The most obvious takeaway from this year is that Black Thursday has now gone mainstream. Most stores are now open on Thanksgiving day, at least in the evening. The former ritual of having to wait out in the cold for a 5am Friday opening is gone forever. Walmart reformed their practices after someone was trampled to death a few years back. Therefore, it’s not Black Friday anymore, in the last two years the holiday has become Black Thursday. Retailers are selling enough on Thanksgiving Day itself to rebound themselves into the fiscal black hours before the sixth day of the week dawns. For instance, our entire Walmart booty, as well as the frantically acquired largesses of tens of thousands of other Portlanders, were all purchased by 10:15 pm Thursday.

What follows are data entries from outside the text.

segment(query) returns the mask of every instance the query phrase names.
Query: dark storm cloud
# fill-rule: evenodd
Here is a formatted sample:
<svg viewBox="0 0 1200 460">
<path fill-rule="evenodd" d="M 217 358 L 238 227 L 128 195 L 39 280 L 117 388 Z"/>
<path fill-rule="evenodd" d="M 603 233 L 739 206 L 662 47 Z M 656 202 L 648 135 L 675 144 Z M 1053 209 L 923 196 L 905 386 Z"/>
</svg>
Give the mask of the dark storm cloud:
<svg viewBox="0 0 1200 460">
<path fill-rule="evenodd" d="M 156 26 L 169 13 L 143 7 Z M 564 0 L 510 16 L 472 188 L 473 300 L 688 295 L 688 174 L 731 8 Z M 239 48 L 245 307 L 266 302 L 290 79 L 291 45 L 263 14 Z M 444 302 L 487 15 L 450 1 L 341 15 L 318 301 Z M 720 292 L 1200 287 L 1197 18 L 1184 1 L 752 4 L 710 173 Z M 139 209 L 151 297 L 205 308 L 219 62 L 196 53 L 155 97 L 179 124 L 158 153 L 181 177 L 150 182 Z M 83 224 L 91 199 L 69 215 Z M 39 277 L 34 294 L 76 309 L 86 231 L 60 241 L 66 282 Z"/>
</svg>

After that we were off to the packed Troutdale Outlet Mall, “The Troutlet,” which had every parking spot full and lots of parking seekers circling the lot in their cars and waiting for someone to leave and vacate a space. The Dickensian-themed carolers were back this year and in finer form than ever. “Why lies He in such mean estate?” they asked me in song. I had no answer. Every store was open, including the Christian book store and the uniform store which only sells medical scrubs. (My wife got a deal on some scrubs.)

She had the most fun, and perhaps got the best bargains of the night, at Gateway Mall Kohl’s, our last stop of the night/morning. Opening at midnight, there were still plenty of discounted clothes, towels and bedsheets to be devoured when she arrived around one. She rocked the discounts inside while I struggled to stay awake in the car typing this report. Eventually I had to give up this screed and surrender to a nap. At 2:30 am, flush with the satisfaction of extensive white sale values, my lovely wife returned to the car, awakened me, and we went home, much earlier than usual, yet having scored better deals than in previous years.